Así que hice el petate y me
embarqué en el andén Uno con destino a la capital del reino nazarí. Allí además,
estudia mi sobrino Medicina y como el acto era en el Colegio de Médicos, además
de que él era el supuesto protagonista del relato que también iba sobre
técnicas médicas, pues miel sobre hojuelas. Que el chaval se pasa el día entre
oscuros libros y apuntes además de cadáveres incorruptos. Muy sufrío.
Incluso mi buena amiga Carmen (morena
flor del Genil) se ofreció a darme aposento y guía en la urbe. Lo cual es muy
de agradecer.
Pues bien, solucionados viaje y fonda,
bajé gozoso del tren en Granada. Una ciudad preciosa, que junto con Málaga, siempre
me ha dado alegrías (¡no como otras que no nombraré!). Y allí estaba ella, con
su sonrisa de serie que ha nublado más razones que la doctrina católica. Y
claro, nos fuimos de tapeo los tres. Ella, sus rizos y yo mismo.
Cuando arreciaban las cañas, para
variar el turisteo me llevó a una tetería, creo que por el barrio del Zaidín,
con sus callejuelas y tenderetes de cuando Boabdil dictaba aún las leyes del
reino. Con tan mala fortuna, que a la salida, estando la calle en pendiente y
adoquinada, tropecé con mis botas de siete leguas y caí postrado de hinojos
cual musulmán en la hora del rezo. Pero sin esterilla.

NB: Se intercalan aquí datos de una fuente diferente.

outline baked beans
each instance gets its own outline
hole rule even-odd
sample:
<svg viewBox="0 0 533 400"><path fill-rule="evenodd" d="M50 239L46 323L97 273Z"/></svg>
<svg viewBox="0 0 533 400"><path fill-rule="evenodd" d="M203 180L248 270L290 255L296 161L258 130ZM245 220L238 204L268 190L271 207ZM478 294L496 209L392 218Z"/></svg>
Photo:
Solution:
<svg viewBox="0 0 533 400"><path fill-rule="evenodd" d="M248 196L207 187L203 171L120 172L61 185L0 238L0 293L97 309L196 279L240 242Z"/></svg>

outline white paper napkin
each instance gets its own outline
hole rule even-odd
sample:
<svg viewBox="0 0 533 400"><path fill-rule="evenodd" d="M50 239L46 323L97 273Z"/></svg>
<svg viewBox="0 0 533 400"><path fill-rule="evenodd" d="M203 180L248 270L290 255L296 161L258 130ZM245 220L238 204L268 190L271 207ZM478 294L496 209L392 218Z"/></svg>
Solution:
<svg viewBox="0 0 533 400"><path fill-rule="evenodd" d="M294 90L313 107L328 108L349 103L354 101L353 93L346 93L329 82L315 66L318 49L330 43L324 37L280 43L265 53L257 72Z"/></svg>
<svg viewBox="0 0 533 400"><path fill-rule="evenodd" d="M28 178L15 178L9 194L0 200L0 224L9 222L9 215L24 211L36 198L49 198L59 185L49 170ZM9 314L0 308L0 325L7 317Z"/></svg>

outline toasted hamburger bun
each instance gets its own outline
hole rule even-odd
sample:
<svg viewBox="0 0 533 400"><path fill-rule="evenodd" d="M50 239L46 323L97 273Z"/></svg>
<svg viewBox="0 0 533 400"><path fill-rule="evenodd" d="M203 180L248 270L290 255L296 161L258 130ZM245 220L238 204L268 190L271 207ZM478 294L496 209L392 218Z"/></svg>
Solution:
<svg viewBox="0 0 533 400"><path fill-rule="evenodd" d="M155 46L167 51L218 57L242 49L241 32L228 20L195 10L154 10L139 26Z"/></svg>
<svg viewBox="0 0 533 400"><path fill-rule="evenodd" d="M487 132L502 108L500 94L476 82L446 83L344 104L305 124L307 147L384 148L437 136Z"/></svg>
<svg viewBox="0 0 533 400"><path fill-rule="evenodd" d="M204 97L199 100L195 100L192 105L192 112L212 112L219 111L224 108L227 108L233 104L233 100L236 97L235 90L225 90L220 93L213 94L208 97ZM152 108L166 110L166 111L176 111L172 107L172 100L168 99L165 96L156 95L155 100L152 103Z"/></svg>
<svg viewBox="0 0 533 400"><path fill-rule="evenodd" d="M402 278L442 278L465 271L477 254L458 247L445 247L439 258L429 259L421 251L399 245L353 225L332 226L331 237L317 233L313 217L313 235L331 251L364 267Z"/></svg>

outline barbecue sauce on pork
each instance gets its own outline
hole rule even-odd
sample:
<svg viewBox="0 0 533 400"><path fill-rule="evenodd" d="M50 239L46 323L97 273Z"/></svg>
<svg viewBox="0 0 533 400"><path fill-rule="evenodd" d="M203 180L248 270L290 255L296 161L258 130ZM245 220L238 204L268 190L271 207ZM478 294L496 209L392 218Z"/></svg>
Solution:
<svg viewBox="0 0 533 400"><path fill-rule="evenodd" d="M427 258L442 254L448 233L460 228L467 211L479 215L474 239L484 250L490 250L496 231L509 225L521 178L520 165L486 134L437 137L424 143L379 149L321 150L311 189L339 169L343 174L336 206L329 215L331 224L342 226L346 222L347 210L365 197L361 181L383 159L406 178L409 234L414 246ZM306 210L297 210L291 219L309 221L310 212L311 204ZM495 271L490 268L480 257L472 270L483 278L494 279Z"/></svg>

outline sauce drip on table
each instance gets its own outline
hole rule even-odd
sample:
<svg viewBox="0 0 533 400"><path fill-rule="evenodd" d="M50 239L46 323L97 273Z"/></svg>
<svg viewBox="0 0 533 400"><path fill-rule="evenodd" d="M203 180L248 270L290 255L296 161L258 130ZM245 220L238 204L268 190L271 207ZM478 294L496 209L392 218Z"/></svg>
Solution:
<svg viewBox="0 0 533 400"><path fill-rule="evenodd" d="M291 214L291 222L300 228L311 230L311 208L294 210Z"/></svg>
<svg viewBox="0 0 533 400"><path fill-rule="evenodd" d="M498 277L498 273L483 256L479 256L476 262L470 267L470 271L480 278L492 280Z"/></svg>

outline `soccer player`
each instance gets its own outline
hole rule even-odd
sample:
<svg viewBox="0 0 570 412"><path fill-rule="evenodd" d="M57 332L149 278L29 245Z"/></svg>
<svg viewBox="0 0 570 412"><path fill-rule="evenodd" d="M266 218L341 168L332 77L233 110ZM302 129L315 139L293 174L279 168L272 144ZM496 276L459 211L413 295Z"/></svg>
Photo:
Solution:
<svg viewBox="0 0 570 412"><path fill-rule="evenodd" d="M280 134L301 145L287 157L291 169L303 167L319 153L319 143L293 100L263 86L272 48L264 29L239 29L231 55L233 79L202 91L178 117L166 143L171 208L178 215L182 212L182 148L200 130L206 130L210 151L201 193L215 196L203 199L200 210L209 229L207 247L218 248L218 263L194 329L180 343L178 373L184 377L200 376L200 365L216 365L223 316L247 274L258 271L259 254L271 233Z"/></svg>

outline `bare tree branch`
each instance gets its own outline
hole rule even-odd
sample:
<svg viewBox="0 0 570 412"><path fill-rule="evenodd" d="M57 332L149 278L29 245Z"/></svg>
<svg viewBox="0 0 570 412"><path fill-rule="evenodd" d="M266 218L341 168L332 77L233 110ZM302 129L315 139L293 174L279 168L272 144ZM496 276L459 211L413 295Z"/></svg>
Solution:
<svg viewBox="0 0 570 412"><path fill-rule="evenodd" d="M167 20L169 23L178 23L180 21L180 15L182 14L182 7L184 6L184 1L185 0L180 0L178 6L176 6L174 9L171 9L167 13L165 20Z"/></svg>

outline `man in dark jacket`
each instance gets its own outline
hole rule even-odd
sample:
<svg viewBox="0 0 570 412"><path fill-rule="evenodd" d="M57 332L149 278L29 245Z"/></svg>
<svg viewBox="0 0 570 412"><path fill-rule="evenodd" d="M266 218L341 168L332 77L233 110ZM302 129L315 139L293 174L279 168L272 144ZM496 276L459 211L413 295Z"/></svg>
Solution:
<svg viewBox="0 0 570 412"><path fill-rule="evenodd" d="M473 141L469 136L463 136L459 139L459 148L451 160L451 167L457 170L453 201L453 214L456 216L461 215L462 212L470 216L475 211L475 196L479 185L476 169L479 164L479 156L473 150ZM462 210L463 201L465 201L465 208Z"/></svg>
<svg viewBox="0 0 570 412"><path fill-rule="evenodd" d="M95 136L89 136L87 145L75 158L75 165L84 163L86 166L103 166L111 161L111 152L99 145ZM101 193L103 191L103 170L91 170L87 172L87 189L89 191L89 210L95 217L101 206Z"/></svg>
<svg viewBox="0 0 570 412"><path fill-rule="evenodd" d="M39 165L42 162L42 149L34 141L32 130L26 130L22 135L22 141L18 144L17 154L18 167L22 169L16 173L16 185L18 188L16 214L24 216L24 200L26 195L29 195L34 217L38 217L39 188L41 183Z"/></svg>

Lo cual me produjo lesiones en la
muñeca y en la rodilla de mediana consideración. Pero uno, que siempre fue de
la sufrida infantería, decidió postergar el dolor hasta que hubiera lugar a
ello. Recogimos a mi sobrino, fuimos al acto y cumplimos religiosamente con el
programa. Una vez en su casa, incluso me curó la herida de la rodilla que
parecía que me había disparao un
francotirador tuerto.
Al día siguiente, me despedí
agradecido, y una vez en el tren de regreso, la muñeca y la mano comenzaron a
hincharse con el correr de las estaciones, pareciendo que mi brazo terminaba en
un melón de campo.
Total, que acabé en urgencias
diagnosticado de esguince de muñeca y herida inciso-contusa en la rodilla. Yo
creo que hubo cristianos en la reconquista de Granada que volvieron mejor
parados… pero bueno.
Escribir es un oficio peligroso,
ya se sabe.
Una vez vendados y curados los
miembros afectados (el principal se salvó), al no poder coger la moto, llamé a mi
buen amigo Emilio (un pirata navegado por todos los mares) para que le diera un
meneo, que llevaba tiempo parada. Lo que hizo gustoso. Al día siguiente, bajé confiado
para arrancarla y… verdes las han segao.
Nada. Sin batería.
Al ir a llamar a la asistencia en
carretera también me di cuenta de que (oh señor), me había olvidado el cargador
del teléfono en Granada. Para redondear…
En fin, taller, cambio de
batería, aligeramiento de bolsa… bueno, al menos tengo batería nueva.
Pues no, al día siguiente tampoco
arrancaba. Del uno por ciento de baterías que salen jodidas de fábrica, mi
mecánico de cabecera me instaló una. Con un par. Son cosas que pasan… de nuevo
taller, y sustitución de la infausta por otra.
La bola sigue en juego, así que
oye, intento no pasar por debajo de una escalera, rehúyo los gatos negros, y
toda la parafernalia. Incluso, por si acaso, realicé un conjuro contra el Mal
de Ojo con una vela blanca, agua y sal gorda. No sé aún si surtirá efecto, pero
al estar con la mano vendada y con poco tino conseguí quemarme un dedo y convertir
el suelo de mi habitación en un mar salado pero sin peces. Bueno, en realidad,
un besugo sí que había. Yo mismo.
Solventado todo esto, y por si
cabía alguna duda, al día siguiente me levanté con un catarro de mil pares de rellenos
escrotales. Al punto que escribo esto, vendado, aún cicatrizando y con la mesa
que parece una farmacia de guardia.
Y si os parece poco, mi cumple
cae en el próximo Viernes Santo. Espero que no me crucifiquen…
1 comentario:
Que las caídas en Granada no son siempre poéticas ni hermosas. Que no haya sido nada -eres un tipo duro: ni me di cuenta-.